Il y a de futurs députés de droite, prêts à soutenir Emmanuel Macron et le gouvernement d’Edouard Philippe, qui commencent à se demander à quoi ils vont bien pouvoir servir. 

Emmanuel Macron
Emmanuel Macron © AFP / Lionel BONAVENTURE

Par Renaud Dély.

La politique, c’est un peu comme une porte, c’est souvent une affaire de gonds… Et dans une porte, comme en politique, il y a un rôle important à tenir, c’est celui de charnière. La charnière, c’est pas très esthétique, c’est un truc plutôt ingrat, mais quand le gond grince, coince, la charnière devient indispensable. En politique, c’est pareil. Jouer le rôle de charnière, cela peut être décisif. Et c’est le rêve des petites formations qui, bien que faibles, espèrent peser sur les décisions parce qu’il n’y aurait pas de majorité à l’Assemblée sans eux.

Les députés centristes ont souvent tenté, et le plus souvent en vain, de jouer ce rôle-là. Et là cette année, la charnière était toute trouvée. C’était les candidats LR macrono-compatibles. C’est-à-dire ceux qui se sont retrouvés sans adversaire de la République en marche. Thierry Solère dans les Hauts-de-Seine, Franck Riester et Yves Jego en Seine-et-Marine et une vingtaine d’autres. Leur objectif, c’était de créer leur propre groupe autonome à l’Assemblée, hors du groupe LR orthodoxe décidé à s’opposer à tout prix au gouvernement.

Les députés de droite ont perdu toute valeur marchande

Et ces députés de droite macrono-compatibles se demandent si ce groupe aura demain une quelconque utilité. Puisque la République en Marche devrait obtenir environ 400 députés à elle seule, ces députés de droite ont perdu toute valeur marchande. Thierry Solère, par exemple continue d’espérer la présidence de l’Assemblée Nationale. Mais un de ses amis, navré pour lui, m’a raconté lui avoir dit cette semaine : « Mais tu rêves, Thierry… Macron n’a plus besoin de toi ! » Solère se raccroche à l’engagement du Président qui lui promis l’hôtel de Lassay, mais évidemment, il commence à douter sérieusement. Parce que s’il y a un truc que Macron a retenu du mandat maudit de Hollande, c’est que le Président ne doit pas dépendre des uns ou des autres. Le sort du quinquennat de Hollande a été plombé hier par le chantage des frondeurs du PS et Macron ne veut pas que son quinquennat soit soumis demain au bon vouloir d’une frange de la droite ou à celui du Modem..
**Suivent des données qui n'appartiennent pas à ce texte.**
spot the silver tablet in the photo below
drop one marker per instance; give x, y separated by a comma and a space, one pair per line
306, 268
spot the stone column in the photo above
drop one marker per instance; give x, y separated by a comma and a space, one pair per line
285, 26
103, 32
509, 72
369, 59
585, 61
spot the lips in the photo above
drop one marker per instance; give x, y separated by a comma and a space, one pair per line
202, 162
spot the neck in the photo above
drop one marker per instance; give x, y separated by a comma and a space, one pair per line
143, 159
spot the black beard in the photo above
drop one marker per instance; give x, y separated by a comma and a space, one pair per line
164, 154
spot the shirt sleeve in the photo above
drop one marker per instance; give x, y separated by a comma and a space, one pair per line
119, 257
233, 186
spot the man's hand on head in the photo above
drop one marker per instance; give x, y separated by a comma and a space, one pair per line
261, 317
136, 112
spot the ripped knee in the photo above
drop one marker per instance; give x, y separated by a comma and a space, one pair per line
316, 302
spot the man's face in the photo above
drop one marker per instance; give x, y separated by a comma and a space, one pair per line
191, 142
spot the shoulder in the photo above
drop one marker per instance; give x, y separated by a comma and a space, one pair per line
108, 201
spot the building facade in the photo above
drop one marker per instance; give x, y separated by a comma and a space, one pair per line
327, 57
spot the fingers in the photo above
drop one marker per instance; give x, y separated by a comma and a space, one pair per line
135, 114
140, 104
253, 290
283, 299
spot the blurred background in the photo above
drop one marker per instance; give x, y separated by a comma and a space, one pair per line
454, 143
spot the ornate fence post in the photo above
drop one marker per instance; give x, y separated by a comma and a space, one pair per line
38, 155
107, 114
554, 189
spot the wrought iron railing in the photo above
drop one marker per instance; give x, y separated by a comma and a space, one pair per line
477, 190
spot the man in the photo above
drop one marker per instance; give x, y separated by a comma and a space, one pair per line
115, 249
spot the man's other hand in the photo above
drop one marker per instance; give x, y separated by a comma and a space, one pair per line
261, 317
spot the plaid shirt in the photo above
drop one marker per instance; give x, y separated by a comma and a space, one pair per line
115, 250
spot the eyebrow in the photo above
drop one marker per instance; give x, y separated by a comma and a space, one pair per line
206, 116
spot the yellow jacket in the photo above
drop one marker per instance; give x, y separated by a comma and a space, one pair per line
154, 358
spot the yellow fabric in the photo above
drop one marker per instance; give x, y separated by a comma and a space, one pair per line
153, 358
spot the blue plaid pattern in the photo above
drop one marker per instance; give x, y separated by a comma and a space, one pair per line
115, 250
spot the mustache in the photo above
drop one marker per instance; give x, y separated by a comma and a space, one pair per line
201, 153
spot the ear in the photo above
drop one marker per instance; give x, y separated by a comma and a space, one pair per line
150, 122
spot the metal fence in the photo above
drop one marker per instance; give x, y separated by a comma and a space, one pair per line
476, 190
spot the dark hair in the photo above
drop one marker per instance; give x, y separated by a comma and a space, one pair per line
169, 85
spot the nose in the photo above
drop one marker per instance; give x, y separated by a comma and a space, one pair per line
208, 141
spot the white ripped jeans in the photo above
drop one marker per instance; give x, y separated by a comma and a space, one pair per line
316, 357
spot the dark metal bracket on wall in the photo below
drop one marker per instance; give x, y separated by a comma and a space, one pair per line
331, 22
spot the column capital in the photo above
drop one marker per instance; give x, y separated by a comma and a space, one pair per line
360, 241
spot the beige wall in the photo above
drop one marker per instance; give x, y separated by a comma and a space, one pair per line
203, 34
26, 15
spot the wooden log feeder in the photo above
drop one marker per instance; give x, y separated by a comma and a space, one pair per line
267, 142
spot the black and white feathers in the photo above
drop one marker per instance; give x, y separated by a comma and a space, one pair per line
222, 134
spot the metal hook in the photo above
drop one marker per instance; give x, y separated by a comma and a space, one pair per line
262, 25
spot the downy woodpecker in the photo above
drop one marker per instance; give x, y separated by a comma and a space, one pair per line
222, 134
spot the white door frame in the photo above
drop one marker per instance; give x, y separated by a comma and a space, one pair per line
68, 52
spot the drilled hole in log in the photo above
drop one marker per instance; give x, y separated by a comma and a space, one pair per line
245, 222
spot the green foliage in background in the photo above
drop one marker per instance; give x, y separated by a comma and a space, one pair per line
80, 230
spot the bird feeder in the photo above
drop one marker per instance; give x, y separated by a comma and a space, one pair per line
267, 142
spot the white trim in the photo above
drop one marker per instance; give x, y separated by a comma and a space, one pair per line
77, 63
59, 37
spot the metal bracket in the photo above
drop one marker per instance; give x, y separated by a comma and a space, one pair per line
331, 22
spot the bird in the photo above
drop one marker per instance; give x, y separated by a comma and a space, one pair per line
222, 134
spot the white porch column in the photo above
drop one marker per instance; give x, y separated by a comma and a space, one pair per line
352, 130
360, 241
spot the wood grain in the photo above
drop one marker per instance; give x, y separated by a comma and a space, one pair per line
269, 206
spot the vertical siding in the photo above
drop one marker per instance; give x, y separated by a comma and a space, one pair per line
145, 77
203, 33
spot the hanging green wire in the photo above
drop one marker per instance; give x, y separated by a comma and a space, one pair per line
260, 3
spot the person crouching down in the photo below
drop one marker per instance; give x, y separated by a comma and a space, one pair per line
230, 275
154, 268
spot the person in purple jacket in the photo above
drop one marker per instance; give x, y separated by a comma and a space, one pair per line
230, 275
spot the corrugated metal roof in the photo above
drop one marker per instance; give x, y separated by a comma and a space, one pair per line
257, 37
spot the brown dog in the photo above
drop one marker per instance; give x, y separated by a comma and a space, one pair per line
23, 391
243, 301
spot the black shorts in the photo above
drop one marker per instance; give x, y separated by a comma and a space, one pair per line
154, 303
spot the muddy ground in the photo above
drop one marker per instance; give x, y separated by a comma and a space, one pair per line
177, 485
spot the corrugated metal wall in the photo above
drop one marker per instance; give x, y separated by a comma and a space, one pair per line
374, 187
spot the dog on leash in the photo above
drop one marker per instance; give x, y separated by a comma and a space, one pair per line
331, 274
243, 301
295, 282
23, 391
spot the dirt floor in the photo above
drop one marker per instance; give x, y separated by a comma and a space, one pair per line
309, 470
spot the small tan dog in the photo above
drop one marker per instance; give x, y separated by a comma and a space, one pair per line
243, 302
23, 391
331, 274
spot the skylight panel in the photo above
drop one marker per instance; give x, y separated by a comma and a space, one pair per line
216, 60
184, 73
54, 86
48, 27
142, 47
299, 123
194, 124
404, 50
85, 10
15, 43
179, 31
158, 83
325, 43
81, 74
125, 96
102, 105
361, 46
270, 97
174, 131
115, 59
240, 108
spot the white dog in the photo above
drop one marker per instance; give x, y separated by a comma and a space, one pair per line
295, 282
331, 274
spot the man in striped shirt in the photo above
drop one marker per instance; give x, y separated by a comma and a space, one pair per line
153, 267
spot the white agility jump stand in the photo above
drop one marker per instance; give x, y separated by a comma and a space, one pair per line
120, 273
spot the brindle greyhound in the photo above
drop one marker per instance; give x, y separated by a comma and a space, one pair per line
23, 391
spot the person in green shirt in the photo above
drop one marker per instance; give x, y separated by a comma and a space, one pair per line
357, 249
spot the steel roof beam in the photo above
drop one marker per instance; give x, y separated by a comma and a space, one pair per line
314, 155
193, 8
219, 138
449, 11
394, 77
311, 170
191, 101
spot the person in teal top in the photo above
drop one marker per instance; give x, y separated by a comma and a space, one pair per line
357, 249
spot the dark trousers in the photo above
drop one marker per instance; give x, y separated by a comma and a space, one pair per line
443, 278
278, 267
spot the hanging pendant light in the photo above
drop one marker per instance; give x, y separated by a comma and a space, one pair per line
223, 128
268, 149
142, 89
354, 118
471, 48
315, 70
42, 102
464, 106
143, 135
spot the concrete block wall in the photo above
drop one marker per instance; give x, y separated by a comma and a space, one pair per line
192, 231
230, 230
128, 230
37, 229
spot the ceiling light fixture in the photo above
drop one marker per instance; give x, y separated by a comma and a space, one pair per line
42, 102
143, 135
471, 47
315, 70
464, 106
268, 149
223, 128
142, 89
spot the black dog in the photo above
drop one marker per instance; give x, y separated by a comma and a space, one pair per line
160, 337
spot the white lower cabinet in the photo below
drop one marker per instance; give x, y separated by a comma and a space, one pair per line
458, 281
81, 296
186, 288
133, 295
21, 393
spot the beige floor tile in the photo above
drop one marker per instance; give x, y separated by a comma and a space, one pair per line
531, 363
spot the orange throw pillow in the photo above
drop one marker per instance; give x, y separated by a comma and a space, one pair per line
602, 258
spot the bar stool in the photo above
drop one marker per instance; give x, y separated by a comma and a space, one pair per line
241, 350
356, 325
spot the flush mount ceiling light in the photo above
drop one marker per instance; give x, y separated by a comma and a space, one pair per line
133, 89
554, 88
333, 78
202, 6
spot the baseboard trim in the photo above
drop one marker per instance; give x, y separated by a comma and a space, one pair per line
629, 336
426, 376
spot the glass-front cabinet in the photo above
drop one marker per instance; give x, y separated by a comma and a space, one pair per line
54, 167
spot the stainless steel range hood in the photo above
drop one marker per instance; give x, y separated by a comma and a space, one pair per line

Cela veut dire que le rôle du Modem et de Bayrou pourraient aussi être remis en cause. Même si le Modem obtient 30 ou 40 députés, ceux-là ne pèseront rien dans une majorité pléthorique. Et ça, au vu du développement de l’affaire des assistants fictifs du Modem et du caractère de Bayou qui conteste déjà l’autorité d’Edouard Philippe, ça pourrait bien arranger Macron. Un de ses soutiens me confiait il y a quelques jours que si, comme c’est probable, la République en Marche obtient une très large majorité sans avoir besoin de l’appui du Modem, le rôle de François Bayrou dans la majorité deviendra… fictif ! Et voilà, un emploi fictif de plus ! Quand il n’y a plus besoin de parti charnière, c’est que la politique est bel et bien devenue un piège à gonds.